Sinon, je découvre seulement les fichiers “détails” disponible publiquement de l’INSEE, et… wahou, il y a beaucoup de choses intéressantes!
Un commentaire par Baptiste Coulmont (03/11/2008 à 21:42)
> Damien B : c’est en raison de la pondération appliquée par l’insee sur chaque réponse (expliquée rapidement dans le fichier de documentation… je ne saurais pas vraiment en dire plus). Ou alors c’est suite à une erreur de ma part (ce qui est fort possible !).
Et je salue avec toi l’initiative de l’INSEE ! Tous ces fichiers vont permettre aux étudiants de L3 et de master de faire usage très facilement de véritables enquêtes statistiques.
Un commentaire par Alice M (06/11/2008 à 23:18)
Baptiste Coulmont :”il faudrait en effet, ce serait intéressant, avoir accès aux prénoms des personnes interrogées. On pourrait ainsi voir si (comme j’ai tendance à le penser) les porteurs de prénoms peu répandus sont plus sujets à déclarer avoir subi des moqueries.”
Je ne crois pas que les gens portant un prénom peu répandu subissent plus de moqueries que les autres. J’étais la seule Alice pendant toute ma scolarité et personne ne s’est jamais moqué de mon prénom (bien sûr Alice n’est que mon second prénom). La moquerie stigmatise une personne, pas un prénom, donc si certains ont décidé d’isoler une personne pour X raisons, le prénom servira de catalyseur.
Un commentaire par Baptiste Coulmont (07/11/2008 à 10:52)
>Alice : Ni “Alice”, ni votre autre prénom ne sont rares. Alice, par exemple, est le 15e prénom le plus donné en 1903… et ne descend jamais sous le 200e rang tout au long du 20e siècle. Le minimum est atteint vers 1960 et il remonte ensuite. En gros, si vous êtes née après 1960, vous “surfez” sur la vague d’un prénom qui revient à la mode. Votre premier prénom (celui qui apparaît sur votre mail) est encore moins rare : il oscille entre le 200e rang et le 78e.

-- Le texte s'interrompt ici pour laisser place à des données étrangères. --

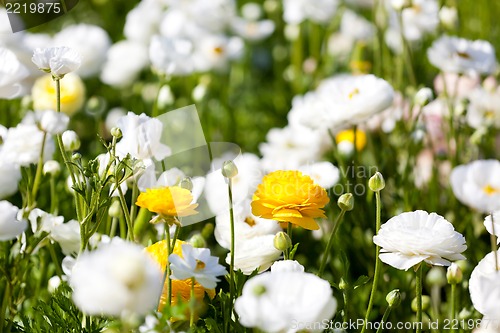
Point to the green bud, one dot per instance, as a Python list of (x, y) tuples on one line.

En 1970, “Alice” et votre premier prénom sont donnés le plus fréquemment dans les Hauts de Seine.
Un commentaire par kévin (16/05/2009 à 15:52)
http://prenomsdebeaufs.blogspot.com/
site moqueur sympa…
Un commentaire par Adrien' (26/08/2010 à 14:36)
Bonjour,
j’aimerais vous suggérer un champs proche, où il est question d’identité aussi, mais avec une grande liberté et un certain foisonnement : les pseudos. Sur MSN, pour participer à un forum,…
Par exemple, dans un MMORPG (monde permanent, rôle-play et massivement multijoueurs). On se choisit un nom de perso avec parfois moultes hésitations, selon des codes spécifiques. “Kevin” (désolé’ pour l’auteur du commentaire précédent… le prénom est si emblématique d’un type de joueur qu’il a été substantivé) aime les caractères spéciaux, il va s’appeler “RoXxXoR_du_94” ou “OoO_MasterCrea_OoO”, tandis que Thierry choisira de se moquer des “Dark ceci”, “Dark cela” en s’appelant “Jeanne Dark” ; un autre fera référence à ses goûts littéraires ou musicaux ; une bande renforcera sa cohésion en se créant des persos tous nommés sur un thème (noms d’étoiles, ou d’alcools ; un joueur célèbre se fera reconnaître en nommant ses persos secondaires d’après son pseudo principal (Lapin Osaka va créer Lapin Haiku, Lapin au citron, Lapin Salinge).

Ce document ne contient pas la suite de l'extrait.